Partly paid by insurer
In case an insurer doesn’t make the entire payment and disallows a certain amount, a policyholder can still approach the other insurer. Last year, IRDAI had clarified that “the policyholder having multiple policies shall also have the right to prefer claims from other policies for the amounts disallowed under the earlier chosen policy, even if the sum insured is not exhausted.”
Exhaustion of sum insured
If the hospital bill exceeds the sum insured in a policy, one may apply for claiming the balance from the other insurer. “If the amount to be claimed exceeds the sum insured under a single policy after considering the deductibles or co-pay, the policyholder shall have the right to choose insurers from whom he/she wants to claim the balance amount,” says M Ravichandran, President, Tata AIG General Insurance.
Which policy to choose
As a policyholder, if you are holding more than one policy, one can ask any one insurer to honour the claim. But, how should one decide as because a claim will have an impact on the no-claim bonus (NCB) and the waiting periods in an existing policy? “Cumulative Bonus is reduced in the same proportion that it increases every year but there is no impact on the waiting period,” says Gupta.

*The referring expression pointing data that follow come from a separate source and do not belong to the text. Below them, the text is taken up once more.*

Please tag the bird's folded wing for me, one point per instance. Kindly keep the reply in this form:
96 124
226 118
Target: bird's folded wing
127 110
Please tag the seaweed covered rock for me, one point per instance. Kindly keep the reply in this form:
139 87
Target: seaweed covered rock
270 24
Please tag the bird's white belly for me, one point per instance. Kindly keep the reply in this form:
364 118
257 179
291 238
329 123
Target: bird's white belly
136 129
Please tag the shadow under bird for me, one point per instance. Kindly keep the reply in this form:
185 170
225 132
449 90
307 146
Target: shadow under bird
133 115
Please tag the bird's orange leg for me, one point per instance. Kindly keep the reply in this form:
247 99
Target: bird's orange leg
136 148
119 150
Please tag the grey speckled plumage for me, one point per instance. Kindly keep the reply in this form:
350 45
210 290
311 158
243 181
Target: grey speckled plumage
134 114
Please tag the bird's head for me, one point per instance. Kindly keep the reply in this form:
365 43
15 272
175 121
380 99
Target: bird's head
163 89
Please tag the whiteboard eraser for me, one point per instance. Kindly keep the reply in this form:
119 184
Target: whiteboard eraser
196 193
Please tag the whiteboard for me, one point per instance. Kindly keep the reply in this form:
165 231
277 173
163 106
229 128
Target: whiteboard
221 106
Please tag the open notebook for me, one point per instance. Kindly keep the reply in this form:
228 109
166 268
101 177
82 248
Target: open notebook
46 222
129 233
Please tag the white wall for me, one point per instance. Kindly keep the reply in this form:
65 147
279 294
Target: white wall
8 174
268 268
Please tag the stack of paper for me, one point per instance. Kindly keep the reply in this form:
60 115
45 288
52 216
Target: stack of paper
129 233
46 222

For someone who is also insured under a group health insurance plan, the choice is much easier. “If a customer has one retail policy and a group policy, it is better to claim first under the group policy as there are no accrued benefits like NCB, no claim health checkup, etc in it. Also, group policies would generally have wider coverage than a retail policy, especially related to waiting periods,” says Ravichandran.

How to claim
For claims, insurers insist on original hospital bills and discharge summary. If a policyholder has to make claims from more than one insurer, there could be concerns regarding documentation. Gupta informs, “For claiming from the second insurer customer can submit true copies (self-attested) of documents along with the original settlement letter from the first insurer.”

Holding multiple policies: fixed-benefit covers
Critical illness plans are typical fixed-benefit insurance policies. They come as a rider (with a life insurance policy) or a standalone policy. As per the IRDAI rules, all the claims on multiple fixed-benefit insurance policies have to be honoured by each insurer. “Section 24 of the Health Insurance Regulations 2016 states that in the case of multiple policies which provide fixed benefits, on the occurrence of the insured  event in accordance with the terms and conditions of the policies, each insurer shall make the claim payments independent of payments received under other similar policies,” says Ravichandran.

In the case of critical illness plans, the claim is relatively simpler. ” Critical Illness policies are the defined-benefit policies and the claim is payable immediately at the time of occurrence of the illness covered under the policy without any need of submission of hospital bills, informs Atrey Bhardwaj, Head, General Insurance BankBazaar.

Conclusion
As a policyholder, holding more than one policy, disclosure and transparency are important. Make sure you disclose not only material health conditions, pre-existing ailments but also let the insurer know about the existing policies if any.